Die Bestandsaufnahme hat allerdings ergeben, dass wir den erheblichen Korrekturbedarf von 2,2 Milliarden € – Sie haben richtig gehört – im laufenden Haushaltsjahr nicht einfach auffangen konnten. Schließlich war das Jahr 2005 bereits weit fortgeschritten. Daher sahen wir uns schlicht außerstande, mit unmittelbar wirkenden Maßnahmen die Kreditverfassungsgrenze einzuhalten. Gleichwohl haben wir sofort mit dem Sanierungspfad ein aktives Konsolidierungsprogramm aufgesetzt. Es ist ja unbestritten: Die ganze Bevölkerung weiß, dass wir endlich konsolidieren, dass wir endlich solide Finanzen im Lande befürworten.
Ich komme zum Schluss. – Heute ist der Landeshaushalt durch die daraus resultierenden Maßnahmen, die Sparmaßnahmen, die Sie in diesem Plenum immer vehement bekämpft haben, und natürlich auch durch die konjunkturellen Impulse in einer deutlich besseren Verfassung als im Jahr 2005. Es ist uns gelungen, die Landesfinanzen wieder auf den richtigen Kurs zu bringen.
Diesen werden wir fortsetzen, um dauerhaft solide Landesfinanzen an die kommenden Generationen weiterzureichen. Die Notwendigkeit dazu hat der Verfassungsgerichtshof einmal mehr unterstrichen. Das begrüßen wir, und so handeln wir.
Frau Präsidentin! Liebe Kolleginnen und Kollegen!
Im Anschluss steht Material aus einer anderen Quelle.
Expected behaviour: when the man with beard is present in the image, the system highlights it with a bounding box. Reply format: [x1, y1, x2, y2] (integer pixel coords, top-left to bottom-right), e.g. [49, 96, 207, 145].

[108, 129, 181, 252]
Herr Linssen, der ehrbare Kaufmann hätte sich wahrscheinlich als Allererstes in aller Ausdrücklichkeit entschuldigt.
Der hätte hier wahrscheinlich mit roten Ohren gestanden, wenn ein Verfassungsgericht seinen Haushalt für nichtig erklärt hätte. Und was machen Sie? Sie treten hier unisono mit Ihren Fraktionen auf und meinen, diese Tatbestände mit Angriffen überdecken zu können.
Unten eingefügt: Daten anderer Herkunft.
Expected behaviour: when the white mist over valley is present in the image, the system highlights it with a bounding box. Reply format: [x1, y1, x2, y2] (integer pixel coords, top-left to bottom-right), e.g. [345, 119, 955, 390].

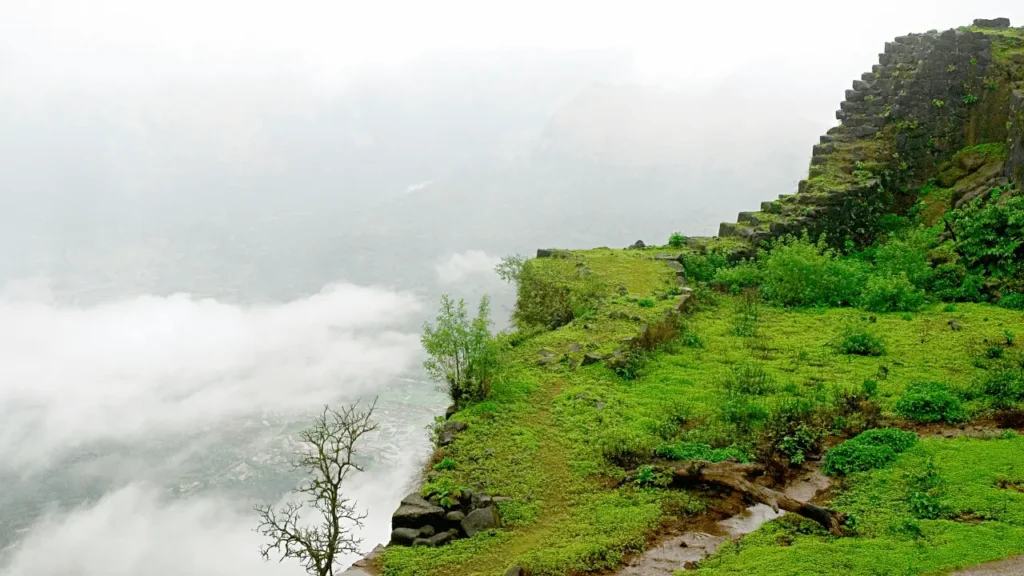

Herr Weisbrich, das wird für Sie jetzt eine Lehrstunde. Passen Sie gut auf! – Blicken wir doch einmal zurück. Am 26. Oktober 2005 wurde hier im Saal Parlamentsgeschichte geschrieben. Es wurde nämlich dieses Denkmal enthüllt.
Der im Vorfeld als „eiserner Helmut“ gefeierte Finanzminister wurde nun endgültig auf den Sockel des ehrbaren Kaufmanns gehoben. Bei der Einbringung des zweiten Nachtragshaushaltes wurde seitens der Regierungsfraktionen in höchsten Tönen vom Finanzminister gesprochen. Beispielsweise Herr Stahl kommentierte Ihre Rede wie folgt:
Aber dem nicht genug: Der Finanzminister selbst kam mit einem großen Sack von Epauletten hier hin und heftete sie sich ans Revers, indem er mit Begriffen hantierte wie: Grundsätze ordnungsgemäßer Buchführung, klare und übersichtliche Bilanz, Offenheit und Transparenz.
Und dann kam Münster. Mit einem einzigen, einem vollkommen nüchternen, emotionslosen Satz wurde dieses Denkmal abgeräumt: Art. 1 Nr. 2 des Nachtragshaushaltes 2005 verstößt gegen die Verfassung Nordrhein-Westfalens und ist nichtig. – Peng!
Es handelte sich also wohl weniger um Ehre als vielmehr um Chuzpe. Muss nicht die Vermutung aufkommen – auch nachdem Sie diesen Stil meinen jetzt fortsetzen zu können, Herr Linssen –, dass wir es bei diesem Finanzminister mit einem erstklassigen Schönwettersegler zu tun haben,
der mit dem starken Rückenwind von zusätzlichen Steuereinnahmen brilliert und auf dem Baldeneysee seine Kurven segelt, bei dem man aber schon jetzt, vor allem nach dieser Art und Weise der
Haushaltsführung, Angst haben muss, dass Gegenwind aufkommt, dass Wolken kommen und der lang erwartete Regen fällt? Was machen Sie denn dann?
Die damaligen Erwartungen an den zweiten Nachtragshaushalt waren immens, denn alle warteten darauf: die Presse, die Öffentlichkeit. Über Wochen und Monate war die Stange, wie Sie jetzt Haushaltspolitik machen, immer höher gelegt worden. Jeder erwartete nun: Die werden sich anstrengen und in dem zugegebenermaßen schwierigen Dreieck von vorgefundenen fixen Kosten, variablen Kosten – die einerseits politischen Gestaltungswillen nach sich ziehen, andererseits aber auch politische Sensibilitäten verbergen – und Einnahmen endlich einmal zeigen, wie man das macht. – Hinterher guckt man sich um, wie der Sprung war, und stellt fest: Da ist gar keiner angelaufen. Sie sind ganz bequem unter der Stange durchgelaufen, haben sich umgedreht und gesagt: Das habe ich aber toll gemacht. – Das kann jeder, Herr Linssen, das kann wirklich jeder.